Pre-ordered?  Of course.  Another original fantasy series for YA that is greatness.

6.  Ruin and Rising by Leigh Bardugo – Release Date – June 3rd, 2014

This is book 3 in The Grisha trilogy, which is another incredibly unique YA fantasy series.  So unique and magical and fun!

7.  Any and all of the Locke & Key series by Joe Hill and illustrated by Gabriel Rodriguez

The entire series has been published, but I don’t OWN them so … I read the first 4 after checking them out of the library and absolutely loved them.  I’m planning on getting the series for one of my teenagers this Christmas so I can re-read them from start to finish.  The kids love when I do that.  🙂

8.  The Way of Kings by Brandon Sanderson – Released August 31st, 2010

This is the first book in a series that isn’t new, but the second one is scheduled to release in 2014 sometime and a friend of mine told me that it was a “must read”.  If she said I’ll love it than I will.
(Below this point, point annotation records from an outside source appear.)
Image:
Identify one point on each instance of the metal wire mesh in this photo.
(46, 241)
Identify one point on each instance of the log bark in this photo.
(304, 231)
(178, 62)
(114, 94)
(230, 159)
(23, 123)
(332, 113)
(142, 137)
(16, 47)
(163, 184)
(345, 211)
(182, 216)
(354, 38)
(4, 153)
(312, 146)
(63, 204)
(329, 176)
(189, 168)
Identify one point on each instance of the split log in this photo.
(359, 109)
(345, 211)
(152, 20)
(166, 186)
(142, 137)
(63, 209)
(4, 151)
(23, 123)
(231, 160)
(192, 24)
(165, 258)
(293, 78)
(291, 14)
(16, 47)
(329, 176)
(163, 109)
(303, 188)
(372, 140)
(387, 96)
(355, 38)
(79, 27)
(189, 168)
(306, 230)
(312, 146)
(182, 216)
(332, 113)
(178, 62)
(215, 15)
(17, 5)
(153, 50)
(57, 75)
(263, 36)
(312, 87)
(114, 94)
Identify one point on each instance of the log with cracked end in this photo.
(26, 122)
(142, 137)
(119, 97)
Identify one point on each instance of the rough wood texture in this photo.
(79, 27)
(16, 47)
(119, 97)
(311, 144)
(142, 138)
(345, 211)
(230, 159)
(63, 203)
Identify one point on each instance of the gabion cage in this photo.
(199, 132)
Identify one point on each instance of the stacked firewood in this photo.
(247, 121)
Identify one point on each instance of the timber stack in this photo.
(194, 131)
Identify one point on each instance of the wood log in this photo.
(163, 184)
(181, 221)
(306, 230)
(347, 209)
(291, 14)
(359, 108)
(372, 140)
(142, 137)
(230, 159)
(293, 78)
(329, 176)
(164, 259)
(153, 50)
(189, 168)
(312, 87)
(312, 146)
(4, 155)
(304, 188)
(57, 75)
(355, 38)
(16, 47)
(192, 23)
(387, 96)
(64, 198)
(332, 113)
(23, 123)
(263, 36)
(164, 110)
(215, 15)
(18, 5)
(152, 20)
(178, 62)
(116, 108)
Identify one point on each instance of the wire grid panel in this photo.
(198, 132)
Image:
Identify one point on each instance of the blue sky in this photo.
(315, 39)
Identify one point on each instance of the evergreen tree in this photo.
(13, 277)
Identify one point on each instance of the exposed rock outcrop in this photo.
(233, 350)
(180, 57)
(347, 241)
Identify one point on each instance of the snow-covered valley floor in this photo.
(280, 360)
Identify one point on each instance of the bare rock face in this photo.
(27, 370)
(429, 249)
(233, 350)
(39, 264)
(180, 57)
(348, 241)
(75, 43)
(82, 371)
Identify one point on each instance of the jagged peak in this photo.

9.  Steelheart by Brandon Sanderson – Released September 24th, 2013

Ok, so I’ve never actually read anything by Brandon Sanderson.  He’s just one of those authors that I always read about and think “yeah, I’d probably really dig that” but then I never get around to actually reading any of their books.  I’ve read his blog, but have never read his books.  How dumb is that?  I must fix this and soon!

10.  Doctor Sleep by Stephen King – Released September 24th, 2013

I re-read The Shining so I’d be ready for this book.  Somewhere between finishing that one and picking up this one I got distracted.  Eventually I’ll get back to this one because I really want to read it.

This list makes it look like I primarily read YA, doesn’t it?  Funny how my most anticipated series’ are generally YA and my most anticipated stand-alones are all adult.  I wonder why so many YA titles are split up like that.  Is it for the money or do they think that teens and young adults won’t read a longer book?